As a school-based OT, I get asked about pencil grippers quite a bit! There are quite a few differing opinions on the pros versus cons of using a pencil gripper. It just depends on the kid! I usually attempt to naturally facilitate a mature grasp using some of the strategies mentioned above before trialing a pencil gripper. Some children become dependent on them for success, and they are not always available. Some writing utensils don’t fit a gripper. Kids also lose them frequently! However, I have also seen great success with introducing writing with a pencil gripper, and slowly fading it out so that the proper hand/finger position becomes the automatic/natural grasp. It all depends! Below are some pencil grippers you may want to try out if you are looking for one to support your student! As always, if you work with an OT, get their opinion and suggestions as well!
Types of Pencil Grippers
- Handi-Writer [affiliate link]
- I like this one because it positions the pencil to “rest” in the space between the index finger and thumb [what I tell my students is “the pencil’s bed”]. It also separates the two sides of the hand with the “charm” that is attached to be held with the pinky/ring fingers. This pencil grip is also easy to “DIY” with a rubber band and small item like a pom pom or mini eraser!
- The Pencil Grip [affiliate link]
- This grip works well for both right and left handers! It indicates where to put the thumb for both types of students (R/L), and is very comfortable for students!
- Claw Grip [affiliate link]
- For students who have difficulty isolating the thumb, index and middle fingers needed as the “worker” fingers when writing, this grip gives a contained spot for each finger!
- Twist ‘N Write Pencils
- Some students really benefit [and are motivated by!] this unique design. I like these for students who need help with ergonomic positioning/joint protection!
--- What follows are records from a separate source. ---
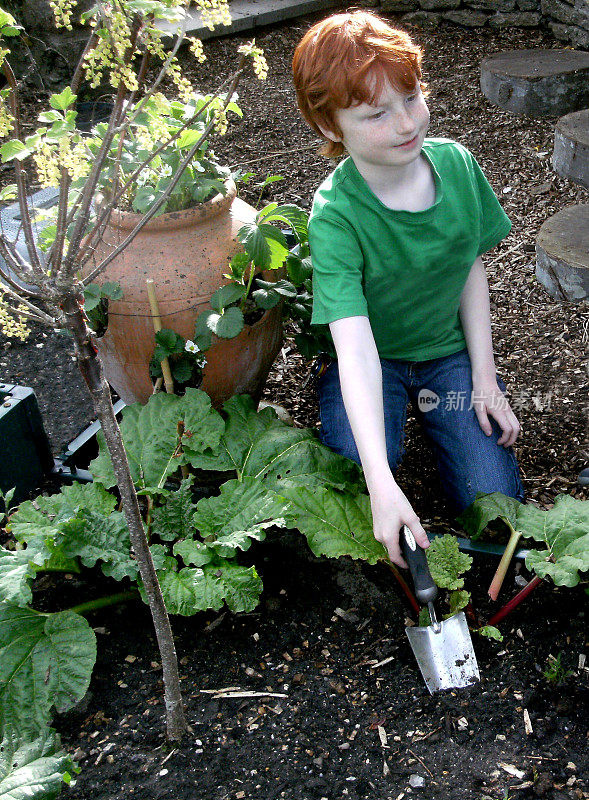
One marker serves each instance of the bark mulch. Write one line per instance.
(331, 720)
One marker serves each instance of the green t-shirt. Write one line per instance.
(404, 270)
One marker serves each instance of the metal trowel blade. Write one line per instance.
(446, 659)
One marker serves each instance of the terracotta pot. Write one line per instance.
(185, 253)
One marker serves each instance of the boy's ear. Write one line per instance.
(333, 137)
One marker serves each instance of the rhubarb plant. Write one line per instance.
(562, 531)
(448, 567)
(272, 476)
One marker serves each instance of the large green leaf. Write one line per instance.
(194, 553)
(486, 508)
(46, 661)
(447, 563)
(190, 590)
(151, 437)
(32, 770)
(173, 519)
(16, 574)
(38, 523)
(243, 511)
(564, 530)
(259, 445)
(290, 215)
(265, 244)
(93, 537)
(335, 524)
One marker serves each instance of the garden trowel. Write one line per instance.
(443, 650)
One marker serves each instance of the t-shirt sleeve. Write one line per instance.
(337, 271)
(494, 222)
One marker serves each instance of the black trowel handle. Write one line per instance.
(426, 590)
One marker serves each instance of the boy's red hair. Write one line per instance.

We have almost made it to the final blog in the “pre-writing” series! When working towards writing with your children, first, think big with gross motor skills, next build strength with fine motor skills, and then start practicing pre-writing strokes in a multi-sensory way! As always, engage students by using their interests, with activities that provide that “just right challenge” and that are play-based! You will have little writers in no time!